Question

The position, velocity, and acceleration of a particle executing simple harmonic motion are found to have magnitudes of $4 \, \text{m}$, $2 \, \text{ms}^{-1}$, and $16 \, \text{ms}^{-2}$ at a certain instant. The amplitude of the motion is $\sqrt{x} \, \text{m}$ where $x$ is ______.

Answer 1

Correct Answer: 17

The problem is solved by analyzing the simple harmonic motion (SHM) of a particle, given its position, velocity, and acceleration magnitudes. The general equations for SHM are:

Position: \( x(t) = A \cos(\omega t + \phi) \)
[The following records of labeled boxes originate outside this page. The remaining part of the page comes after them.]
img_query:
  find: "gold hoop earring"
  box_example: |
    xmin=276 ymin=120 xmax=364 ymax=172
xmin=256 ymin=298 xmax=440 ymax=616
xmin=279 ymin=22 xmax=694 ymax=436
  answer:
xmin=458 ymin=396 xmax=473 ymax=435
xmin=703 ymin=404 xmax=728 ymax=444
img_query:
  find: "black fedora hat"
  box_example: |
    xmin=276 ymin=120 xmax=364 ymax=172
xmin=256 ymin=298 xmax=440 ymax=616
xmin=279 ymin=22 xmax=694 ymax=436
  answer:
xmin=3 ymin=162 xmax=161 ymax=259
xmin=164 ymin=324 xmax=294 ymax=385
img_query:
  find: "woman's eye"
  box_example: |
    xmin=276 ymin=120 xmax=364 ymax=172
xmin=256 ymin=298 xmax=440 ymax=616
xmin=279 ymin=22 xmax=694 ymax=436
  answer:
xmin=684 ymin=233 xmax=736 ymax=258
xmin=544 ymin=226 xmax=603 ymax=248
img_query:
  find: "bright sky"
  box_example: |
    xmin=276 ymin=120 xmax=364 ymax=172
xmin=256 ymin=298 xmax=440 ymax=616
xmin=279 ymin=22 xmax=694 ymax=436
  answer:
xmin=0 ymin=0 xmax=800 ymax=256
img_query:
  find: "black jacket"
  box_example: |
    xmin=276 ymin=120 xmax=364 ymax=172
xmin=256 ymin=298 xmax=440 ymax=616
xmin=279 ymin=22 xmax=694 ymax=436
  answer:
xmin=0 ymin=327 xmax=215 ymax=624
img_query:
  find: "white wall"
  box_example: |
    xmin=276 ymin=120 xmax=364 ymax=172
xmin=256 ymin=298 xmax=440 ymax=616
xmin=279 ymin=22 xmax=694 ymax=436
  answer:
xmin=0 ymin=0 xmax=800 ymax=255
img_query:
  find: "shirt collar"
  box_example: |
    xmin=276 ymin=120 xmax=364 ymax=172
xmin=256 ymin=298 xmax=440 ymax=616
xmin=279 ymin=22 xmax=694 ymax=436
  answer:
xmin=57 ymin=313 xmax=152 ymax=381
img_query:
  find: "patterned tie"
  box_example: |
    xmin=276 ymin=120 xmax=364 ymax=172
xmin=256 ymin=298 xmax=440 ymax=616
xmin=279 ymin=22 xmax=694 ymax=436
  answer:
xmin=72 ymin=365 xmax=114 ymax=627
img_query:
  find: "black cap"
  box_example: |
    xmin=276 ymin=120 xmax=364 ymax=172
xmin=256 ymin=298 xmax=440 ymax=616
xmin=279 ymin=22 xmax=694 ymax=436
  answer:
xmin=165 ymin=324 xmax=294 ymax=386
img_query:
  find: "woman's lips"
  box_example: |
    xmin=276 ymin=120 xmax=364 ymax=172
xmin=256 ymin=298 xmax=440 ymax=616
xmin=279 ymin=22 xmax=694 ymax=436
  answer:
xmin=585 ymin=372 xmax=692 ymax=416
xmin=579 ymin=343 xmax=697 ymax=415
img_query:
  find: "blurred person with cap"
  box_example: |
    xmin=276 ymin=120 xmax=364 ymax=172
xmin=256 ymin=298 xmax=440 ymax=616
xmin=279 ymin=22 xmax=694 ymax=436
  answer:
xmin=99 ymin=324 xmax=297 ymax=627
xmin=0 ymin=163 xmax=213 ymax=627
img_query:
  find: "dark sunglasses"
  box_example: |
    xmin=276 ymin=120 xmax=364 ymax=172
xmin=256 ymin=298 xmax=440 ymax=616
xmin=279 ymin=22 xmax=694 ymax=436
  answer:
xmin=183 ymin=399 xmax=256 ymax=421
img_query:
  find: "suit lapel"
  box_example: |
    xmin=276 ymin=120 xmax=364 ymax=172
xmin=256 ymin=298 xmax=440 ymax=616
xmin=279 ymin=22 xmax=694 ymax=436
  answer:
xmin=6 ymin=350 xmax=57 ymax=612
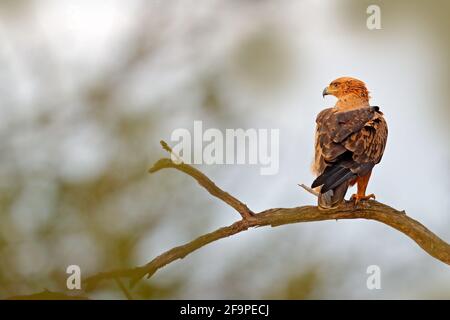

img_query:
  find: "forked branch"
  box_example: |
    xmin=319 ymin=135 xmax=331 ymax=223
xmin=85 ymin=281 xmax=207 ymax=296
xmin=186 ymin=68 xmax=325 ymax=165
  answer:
xmin=84 ymin=141 xmax=450 ymax=290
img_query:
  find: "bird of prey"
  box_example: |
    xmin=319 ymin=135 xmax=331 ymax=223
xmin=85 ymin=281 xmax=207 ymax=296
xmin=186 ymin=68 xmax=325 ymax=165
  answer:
xmin=311 ymin=77 xmax=388 ymax=209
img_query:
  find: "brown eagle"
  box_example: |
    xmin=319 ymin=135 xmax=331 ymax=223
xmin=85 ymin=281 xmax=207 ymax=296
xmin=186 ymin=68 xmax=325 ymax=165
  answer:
xmin=311 ymin=77 xmax=388 ymax=209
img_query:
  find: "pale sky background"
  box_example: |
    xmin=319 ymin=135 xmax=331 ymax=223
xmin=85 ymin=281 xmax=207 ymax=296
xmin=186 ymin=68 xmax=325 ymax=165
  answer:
xmin=0 ymin=0 xmax=450 ymax=299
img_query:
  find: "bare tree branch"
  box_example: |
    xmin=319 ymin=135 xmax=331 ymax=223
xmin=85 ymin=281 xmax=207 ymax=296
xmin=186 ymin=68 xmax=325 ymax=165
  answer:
xmin=84 ymin=144 xmax=450 ymax=290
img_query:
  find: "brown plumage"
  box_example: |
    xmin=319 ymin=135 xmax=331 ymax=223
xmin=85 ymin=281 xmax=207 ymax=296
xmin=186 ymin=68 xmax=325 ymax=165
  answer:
xmin=311 ymin=77 xmax=388 ymax=209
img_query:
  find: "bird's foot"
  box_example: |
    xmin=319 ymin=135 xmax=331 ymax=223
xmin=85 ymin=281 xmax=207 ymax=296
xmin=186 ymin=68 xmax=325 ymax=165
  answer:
xmin=350 ymin=193 xmax=375 ymax=204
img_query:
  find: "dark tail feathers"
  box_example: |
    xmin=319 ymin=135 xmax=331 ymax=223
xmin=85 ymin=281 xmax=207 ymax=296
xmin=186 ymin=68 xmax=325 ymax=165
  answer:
xmin=311 ymin=164 xmax=357 ymax=209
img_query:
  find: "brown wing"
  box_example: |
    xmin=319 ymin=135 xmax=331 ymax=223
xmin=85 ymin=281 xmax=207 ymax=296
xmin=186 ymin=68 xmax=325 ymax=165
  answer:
xmin=313 ymin=107 xmax=387 ymax=184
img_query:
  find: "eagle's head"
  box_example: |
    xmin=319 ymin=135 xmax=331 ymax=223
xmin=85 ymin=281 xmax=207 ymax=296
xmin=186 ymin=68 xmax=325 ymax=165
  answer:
xmin=322 ymin=77 xmax=370 ymax=100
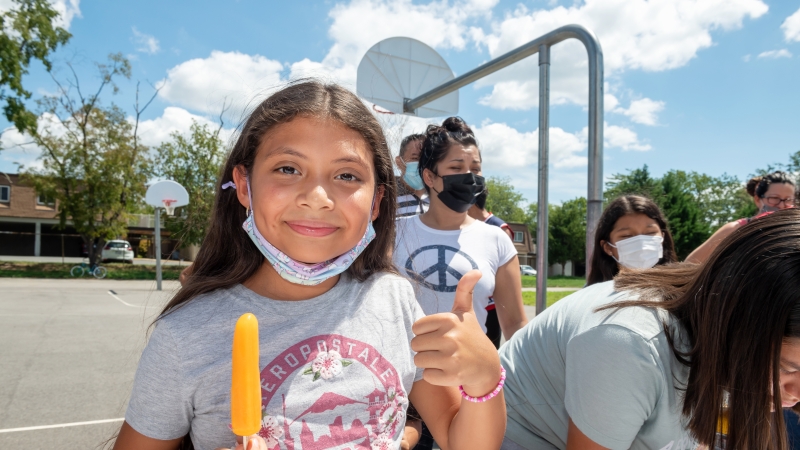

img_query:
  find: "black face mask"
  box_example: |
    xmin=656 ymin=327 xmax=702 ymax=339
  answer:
xmin=475 ymin=189 xmax=489 ymax=210
xmin=434 ymin=173 xmax=486 ymax=212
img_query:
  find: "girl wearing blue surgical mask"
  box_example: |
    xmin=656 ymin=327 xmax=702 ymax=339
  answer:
xmin=394 ymin=134 xmax=430 ymax=217
xmin=115 ymin=80 xmax=505 ymax=450
xmin=586 ymin=195 xmax=678 ymax=286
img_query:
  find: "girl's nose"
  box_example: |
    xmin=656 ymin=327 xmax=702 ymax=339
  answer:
xmin=301 ymin=184 xmax=333 ymax=209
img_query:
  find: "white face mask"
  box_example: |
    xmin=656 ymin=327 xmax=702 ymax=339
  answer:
xmin=608 ymin=234 xmax=664 ymax=269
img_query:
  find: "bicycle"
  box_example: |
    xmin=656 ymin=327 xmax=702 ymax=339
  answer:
xmin=69 ymin=261 xmax=108 ymax=280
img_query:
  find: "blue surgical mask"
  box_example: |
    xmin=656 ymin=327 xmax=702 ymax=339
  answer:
xmin=223 ymin=180 xmax=375 ymax=286
xmin=403 ymin=161 xmax=425 ymax=191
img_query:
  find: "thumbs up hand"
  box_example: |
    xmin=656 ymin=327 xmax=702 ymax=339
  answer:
xmin=411 ymin=270 xmax=500 ymax=397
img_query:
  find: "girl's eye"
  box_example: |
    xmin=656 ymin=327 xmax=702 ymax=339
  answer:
xmin=336 ymin=173 xmax=358 ymax=182
xmin=278 ymin=166 xmax=297 ymax=175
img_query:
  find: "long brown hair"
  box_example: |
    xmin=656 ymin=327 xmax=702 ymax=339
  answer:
xmin=586 ymin=195 xmax=678 ymax=286
xmin=602 ymin=209 xmax=800 ymax=450
xmin=160 ymin=79 xmax=396 ymax=317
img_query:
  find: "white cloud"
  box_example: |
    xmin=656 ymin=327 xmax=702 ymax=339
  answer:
xmin=613 ymin=98 xmax=664 ymax=125
xmin=608 ymin=124 xmax=653 ymax=152
xmin=158 ymin=50 xmax=283 ymax=115
xmin=290 ymin=0 xmax=498 ymax=88
xmin=134 ymin=106 xmax=234 ymax=147
xmin=781 ymin=9 xmax=800 ymax=42
xmin=472 ymin=0 xmax=768 ymax=109
xmin=758 ymin=48 xmax=792 ymax=59
xmin=132 ymin=27 xmax=161 ymax=55
xmin=0 ymin=0 xmax=81 ymax=30
xmin=474 ymin=120 xmax=587 ymax=169
xmin=0 ymin=113 xmax=66 ymax=172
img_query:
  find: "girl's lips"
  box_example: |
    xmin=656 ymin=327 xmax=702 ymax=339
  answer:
xmin=286 ymin=222 xmax=339 ymax=237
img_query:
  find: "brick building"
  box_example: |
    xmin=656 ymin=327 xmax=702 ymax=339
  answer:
xmin=0 ymin=173 xmax=177 ymax=258
xmin=0 ymin=173 xmax=84 ymax=256
xmin=508 ymin=222 xmax=536 ymax=266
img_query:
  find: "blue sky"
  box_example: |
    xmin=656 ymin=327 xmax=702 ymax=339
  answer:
xmin=0 ymin=0 xmax=800 ymax=202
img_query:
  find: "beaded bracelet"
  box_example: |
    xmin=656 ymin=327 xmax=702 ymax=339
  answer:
xmin=458 ymin=366 xmax=506 ymax=403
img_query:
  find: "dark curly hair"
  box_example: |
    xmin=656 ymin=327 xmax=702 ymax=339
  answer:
xmin=419 ymin=117 xmax=480 ymax=192
xmin=747 ymin=170 xmax=795 ymax=197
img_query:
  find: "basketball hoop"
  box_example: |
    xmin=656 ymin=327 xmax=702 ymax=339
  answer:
xmin=161 ymin=199 xmax=177 ymax=216
xmin=372 ymin=104 xmax=408 ymax=155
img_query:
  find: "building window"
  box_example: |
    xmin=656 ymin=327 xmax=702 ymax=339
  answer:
xmin=36 ymin=194 xmax=56 ymax=206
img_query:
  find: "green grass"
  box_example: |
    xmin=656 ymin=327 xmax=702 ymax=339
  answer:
xmin=0 ymin=261 xmax=186 ymax=280
xmin=522 ymin=275 xmax=586 ymax=288
xmin=522 ymin=290 xmax=576 ymax=308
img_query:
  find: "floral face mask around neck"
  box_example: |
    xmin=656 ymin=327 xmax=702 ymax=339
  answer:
xmin=222 ymin=178 xmax=375 ymax=286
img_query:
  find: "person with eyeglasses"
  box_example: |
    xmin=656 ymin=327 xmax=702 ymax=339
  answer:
xmin=686 ymin=170 xmax=797 ymax=264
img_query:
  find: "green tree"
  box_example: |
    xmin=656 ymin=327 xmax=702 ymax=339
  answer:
xmin=547 ymin=197 xmax=586 ymax=265
xmin=660 ymin=172 xmax=711 ymax=260
xmin=605 ymin=164 xmax=662 ymax=203
xmin=0 ymin=0 xmax=71 ymax=132
xmin=486 ymin=177 xmax=525 ymax=223
xmin=662 ymin=170 xmax=755 ymax=229
xmin=154 ymin=120 xmax=225 ymax=245
xmin=23 ymin=54 xmax=155 ymax=264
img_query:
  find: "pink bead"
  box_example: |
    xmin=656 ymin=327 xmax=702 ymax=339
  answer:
xmin=458 ymin=366 xmax=506 ymax=403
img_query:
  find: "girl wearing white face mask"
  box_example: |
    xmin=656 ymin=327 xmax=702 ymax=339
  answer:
xmin=586 ymin=195 xmax=678 ymax=286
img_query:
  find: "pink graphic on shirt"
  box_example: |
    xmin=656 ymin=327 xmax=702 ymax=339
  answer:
xmin=259 ymin=335 xmax=408 ymax=450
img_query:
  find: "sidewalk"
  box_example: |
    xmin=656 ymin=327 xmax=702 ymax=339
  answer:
xmin=0 ymin=255 xmax=192 ymax=266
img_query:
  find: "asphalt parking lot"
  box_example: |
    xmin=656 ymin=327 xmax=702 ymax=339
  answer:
xmin=0 ymin=278 xmax=534 ymax=450
xmin=0 ymin=278 xmax=178 ymax=450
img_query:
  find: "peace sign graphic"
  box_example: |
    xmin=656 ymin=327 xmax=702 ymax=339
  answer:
xmin=406 ymin=245 xmax=478 ymax=292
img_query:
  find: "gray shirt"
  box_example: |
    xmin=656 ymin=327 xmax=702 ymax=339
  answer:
xmin=125 ymin=274 xmax=423 ymax=450
xmin=500 ymin=282 xmax=697 ymax=450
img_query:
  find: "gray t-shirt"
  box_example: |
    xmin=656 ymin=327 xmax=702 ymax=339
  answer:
xmin=500 ymin=281 xmax=697 ymax=450
xmin=125 ymin=274 xmax=423 ymax=450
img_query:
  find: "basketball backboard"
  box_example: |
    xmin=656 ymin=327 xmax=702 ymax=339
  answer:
xmin=356 ymin=37 xmax=458 ymax=118
xmin=144 ymin=180 xmax=189 ymax=216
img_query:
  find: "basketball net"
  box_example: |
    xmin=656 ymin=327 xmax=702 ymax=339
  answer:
xmin=372 ymin=105 xmax=408 ymax=155
xmin=161 ymin=199 xmax=177 ymax=216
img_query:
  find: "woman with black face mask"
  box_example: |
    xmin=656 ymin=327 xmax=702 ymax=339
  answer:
xmin=393 ymin=117 xmax=528 ymax=450
xmin=394 ymin=117 xmax=527 ymax=339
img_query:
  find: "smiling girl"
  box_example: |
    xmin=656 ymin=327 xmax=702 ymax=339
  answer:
xmin=115 ymin=81 xmax=505 ymax=450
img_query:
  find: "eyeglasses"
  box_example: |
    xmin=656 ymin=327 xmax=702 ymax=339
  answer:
xmin=761 ymin=197 xmax=795 ymax=207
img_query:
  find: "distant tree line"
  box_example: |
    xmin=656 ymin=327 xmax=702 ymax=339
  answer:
xmin=486 ymin=151 xmax=800 ymax=264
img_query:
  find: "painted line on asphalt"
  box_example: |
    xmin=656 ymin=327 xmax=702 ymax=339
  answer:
xmin=0 ymin=417 xmax=125 ymax=433
xmin=108 ymin=290 xmax=142 ymax=308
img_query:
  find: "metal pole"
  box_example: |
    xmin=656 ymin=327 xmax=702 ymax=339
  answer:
xmin=584 ymin=34 xmax=604 ymax=279
xmin=536 ymin=44 xmax=550 ymax=314
xmin=396 ymin=25 xmax=603 ymax=304
xmin=155 ymin=207 xmax=161 ymax=291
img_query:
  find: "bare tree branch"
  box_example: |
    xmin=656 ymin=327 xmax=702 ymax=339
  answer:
xmin=214 ymin=97 xmax=233 ymax=138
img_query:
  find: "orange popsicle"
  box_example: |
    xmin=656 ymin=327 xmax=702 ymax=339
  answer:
xmin=231 ymin=313 xmax=261 ymax=436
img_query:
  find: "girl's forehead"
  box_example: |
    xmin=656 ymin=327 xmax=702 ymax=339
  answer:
xmin=764 ymin=183 xmax=795 ymax=197
xmin=258 ymin=117 xmax=372 ymax=162
xmin=612 ymin=213 xmax=658 ymax=232
xmin=445 ymin=144 xmax=481 ymax=162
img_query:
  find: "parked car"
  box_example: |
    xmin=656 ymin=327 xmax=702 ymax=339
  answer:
xmin=100 ymin=240 xmax=133 ymax=264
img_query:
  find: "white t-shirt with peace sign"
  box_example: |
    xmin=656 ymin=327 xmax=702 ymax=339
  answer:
xmin=393 ymin=216 xmax=517 ymax=332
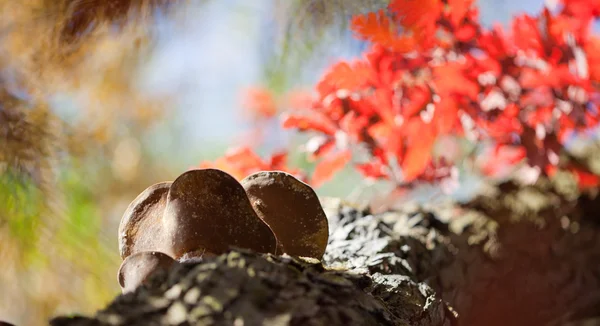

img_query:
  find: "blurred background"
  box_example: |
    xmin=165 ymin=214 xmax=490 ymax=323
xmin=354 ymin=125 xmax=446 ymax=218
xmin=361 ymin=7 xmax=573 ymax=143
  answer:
xmin=0 ymin=0 xmax=544 ymax=325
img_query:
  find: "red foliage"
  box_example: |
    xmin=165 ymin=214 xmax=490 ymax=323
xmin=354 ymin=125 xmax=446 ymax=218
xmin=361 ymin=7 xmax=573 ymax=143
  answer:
xmin=200 ymin=147 xmax=306 ymax=181
xmin=205 ymin=0 xmax=600 ymax=190
xmin=284 ymin=0 xmax=600 ymax=185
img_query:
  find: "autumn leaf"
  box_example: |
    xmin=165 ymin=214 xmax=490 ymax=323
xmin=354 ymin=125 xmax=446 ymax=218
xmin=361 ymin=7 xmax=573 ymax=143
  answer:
xmin=350 ymin=9 xmax=416 ymax=53
xmin=355 ymin=161 xmax=389 ymax=179
xmin=282 ymin=113 xmax=337 ymax=135
xmin=317 ymin=62 xmax=375 ymax=97
xmin=448 ymin=0 xmax=473 ymax=26
xmin=433 ymin=62 xmax=479 ymax=101
xmin=310 ymin=150 xmax=352 ymax=187
xmin=388 ymin=0 xmax=443 ymax=48
xmin=400 ymin=123 xmax=436 ymax=182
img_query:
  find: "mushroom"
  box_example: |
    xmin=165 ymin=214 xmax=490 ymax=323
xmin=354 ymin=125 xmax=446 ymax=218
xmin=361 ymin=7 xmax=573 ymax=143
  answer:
xmin=119 ymin=169 xmax=277 ymax=259
xmin=162 ymin=169 xmax=277 ymax=259
xmin=118 ymin=251 xmax=177 ymax=293
xmin=119 ymin=182 xmax=171 ymax=259
xmin=241 ymin=171 xmax=329 ymax=260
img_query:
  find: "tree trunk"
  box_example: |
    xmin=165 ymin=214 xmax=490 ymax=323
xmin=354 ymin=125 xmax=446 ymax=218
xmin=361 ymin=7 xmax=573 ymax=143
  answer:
xmin=51 ymin=177 xmax=600 ymax=326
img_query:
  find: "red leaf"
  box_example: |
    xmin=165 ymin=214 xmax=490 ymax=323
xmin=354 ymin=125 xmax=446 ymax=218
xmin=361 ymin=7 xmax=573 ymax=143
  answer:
xmin=433 ymin=62 xmax=479 ymax=101
xmin=571 ymin=169 xmax=600 ymax=189
xmin=433 ymin=97 xmax=458 ymax=135
xmin=355 ymin=161 xmax=388 ymax=179
xmin=402 ymin=85 xmax=431 ymax=118
xmin=270 ymin=151 xmax=287 ymax=170
xmin=350 ymin=9 xmax=415 ymax=52
xmin=512 ymin=15 xmax=544 ymax=58
xmin=388 ymin=0 xmax=443 ymax=48
xmin=317 ymin=61 xmax=375 ymax=97
xmin=283 ymin=113 xmax=337 ymax=136
xmin=400 ymin=123 xmax=436 ymax=182
xmin=311 ymin=151 xmax=352 ymax=187
xmin=448 ymin=0 xmax=473 ymax=26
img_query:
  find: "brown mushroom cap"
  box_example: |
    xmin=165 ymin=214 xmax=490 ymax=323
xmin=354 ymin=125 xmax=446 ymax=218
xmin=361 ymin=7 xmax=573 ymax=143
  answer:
xmin=118 ymin=251 xmax=177 ymax=293
xmin=241 ymin=171 xmax=329 ymax=259
xmin=163 ymin=169 xmax=277 ymax=259
xmin=119 ymin=182 xmax=171 ymax=259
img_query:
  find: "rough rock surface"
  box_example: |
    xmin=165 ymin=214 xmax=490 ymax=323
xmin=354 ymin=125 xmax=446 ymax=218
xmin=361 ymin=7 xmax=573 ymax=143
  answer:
xmin=52 ymin=180 xmax=600 ymax=326
xmin=51 ymin=251 xmax=451 ymax=326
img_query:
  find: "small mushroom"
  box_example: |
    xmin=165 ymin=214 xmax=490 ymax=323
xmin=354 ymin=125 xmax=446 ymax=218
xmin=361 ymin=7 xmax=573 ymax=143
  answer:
xmin=241 ymin=171 xmax=329 ymax=260
xmin=118 ymin=251 xmax=177 ymax=293
xmin=162 ymin=169 xmax=277 ymax=259
xmin=119 ymin=182 xmax=171 ymax=259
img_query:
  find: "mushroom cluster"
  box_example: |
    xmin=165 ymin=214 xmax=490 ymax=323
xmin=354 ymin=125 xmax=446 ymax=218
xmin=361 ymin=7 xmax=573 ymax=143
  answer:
xmin=118 ymin=169 xmax=329 ymax=293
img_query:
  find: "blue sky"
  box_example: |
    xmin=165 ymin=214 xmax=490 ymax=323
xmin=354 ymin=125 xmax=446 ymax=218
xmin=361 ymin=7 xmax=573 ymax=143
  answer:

Velocity: \( v(t) = -A\omega \sin(\omega t + \phi) \)

Acceleration: \( a(t) = -A\omega^2 \cos(\omega t + \phi) \)

Where \( A \) represents the amplitude, \( \omega \) is the angular frequency, and \( \phi \) denotes the phase angle.
The given values are:

Position \( x = 4 \, \text{m} \)

Velocity \( v = 2 \, \text{ms}^{-1} \)

Acceleration \( a = 16 \, \text{ms}^{-2} \)

From the relationship \( a = -A\omega^2 \cos(\omega t + \phi) = -\omega^2 x \), we derive:

\[ 16 = \omega^2 \times 4 \] Solving for \( \omega^2 \): \[ \omega^2 = \frac{16}{4} = 4 \Rightarrow \omega = 2 \] Substituting this into the velocity equation \( v = -A\omega \sin(\omega t + \phi) \): \[ 2 = -A \cdot 2 \cdot \sin(\omega t + \phi) \Rightarrow \sin(\omega t + \phi) = -\frac{1}{2} \] The amplitude squared, \( A^2 \), is determined using the SHM identity:

\[ A^2 = x^2 + \left(\frac{v^2}{\omega^2}\right) \] Substituting the known values:

 

\[ A^2 = 4^2 + \left(\frac{2^2}{4}\right) = 16 + 1 = 17 \] Consequently, the amplitude squared is \( A^2 = 17 \). The amplitude is therefore \( A = \sqrt{17} \, \text{m} \).